SquidInk- August 23, 2012 at 8:35 am
Muhammad Ali was a racist piece of shit. Do your homework.
drainplugofideas- August 23, 2012 at 8:33 am
I don't love Jon's personality, but I love his fighting ability. I don't like Ali in any way at all.
Fletch the V Stretch- August 23, 2012 at 8:24 am
For the record, I am not the one who gave you a thumbs down.
Fletch the V Stretch- August 23, 2012 at 8:22 am
You couldn't be more off for why I don't like Jon Jones. He deserves to be successful since he is the one putting in the hard work to achieve that. I don't dislike confidence, I dislike arrogance. I don't view Bones as confident, I view him as arrogant. Lastly, I couldn't care less that he is successful at what he does. It is what HE does. I am successful at what I DO. I am not a hater, nor or some of the other people on this site. I don't go out of my way to trash talk Jones, I simply give my opinion on him on ARTICLES about him. I didn't take you as a Bones nuthugger but I should've know "J.Jones" :)
Fletch the V Stretch- August 23, 2012 at 9:30 am
I can get on board with that statement and your point of view. Society breeds us to be that way. Ever watch the news? Ever see anything positive or uplifting on there? No? Just a bunch of rape, murder, scandals, etc? Yep.
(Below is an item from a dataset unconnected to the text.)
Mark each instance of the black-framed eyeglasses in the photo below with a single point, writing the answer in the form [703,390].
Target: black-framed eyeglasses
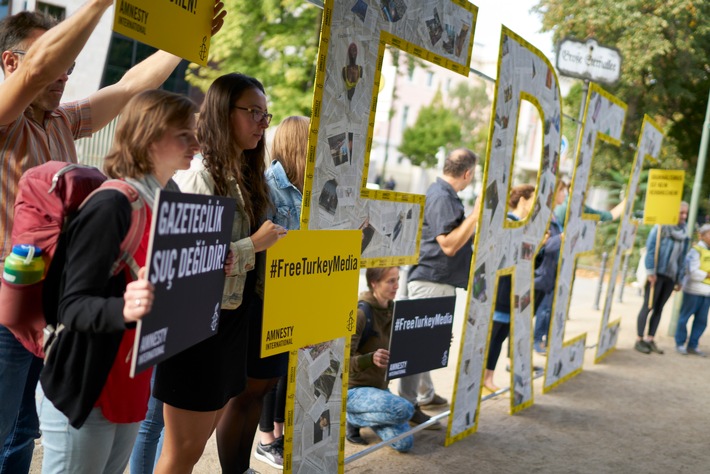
[22,53]
[257,115]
algiersheadkick504- August 23, 2012 at 8:15 am
he is one if the most physically demanding sports and a sport where yu can lose any given night. of course he will do watever he can to make sure win or he can still be marketable and still make alot of money..look at forrest griffin kenny florian chael all lose but can still make bank on a fight. the fact thats bones does not lose makes it even easier for him..yes he is cocky and is a attention whore but he is making sure people will always put money into him
Viva Hate- August 23, 2012 at 8:08 am
I like J. Jones, the fighter not the writer, but then again in general I am pretty big fan of complete assholery , just sayin.
J.Jones- August 23, 2012 at 8:12 am
Damn, I'm moving to Boston in a week and was told that you would be someone that could give me a proper tour of the city. Guess I'll have to scrap those plans.
Viva Hate- August 23, 2012 at 8:17 am
Moving to Boston? Hopefully you aren't moving to the combat zone.
J.Jones- August 23, 2012 at 8:21 am
Nope, just the murder zone known as Dorchester.
Viva Hate- August 23, 2012 at 8:41 am
Oh good, one of my in law is a doctor in the area, I will see if I can get you hooked up when you get shot or stabbed! I live about 10 min away from that area though if ya need any help when you get out here, my email is around, hit me up.
Me likey- August 23, 2012 at 8:08 am
ali was a peice of shit too.
KarmaAteMyCat- August 23, 2012 at 8:06 am
Also Great Article :)
tommyhammerstones- August 23, 2012 at 7:48 am
Here’s what the writer wanted to say, but was afraid to:

Jones’ PR problem is the white man's fault. White men cannot fight as well as black men. That makes them frustrated. And when black men prove their intellectual superiority outside of the cage, that makes the white man frustrated and angry.
SethF- August 23, 2012 at 1:47 pm
KarmaAteMyCat- August 23, 2012 at 7:40 am
People use to hate ALI just as much as Jones, He didn't get all the love and respect he gets now until late into his career.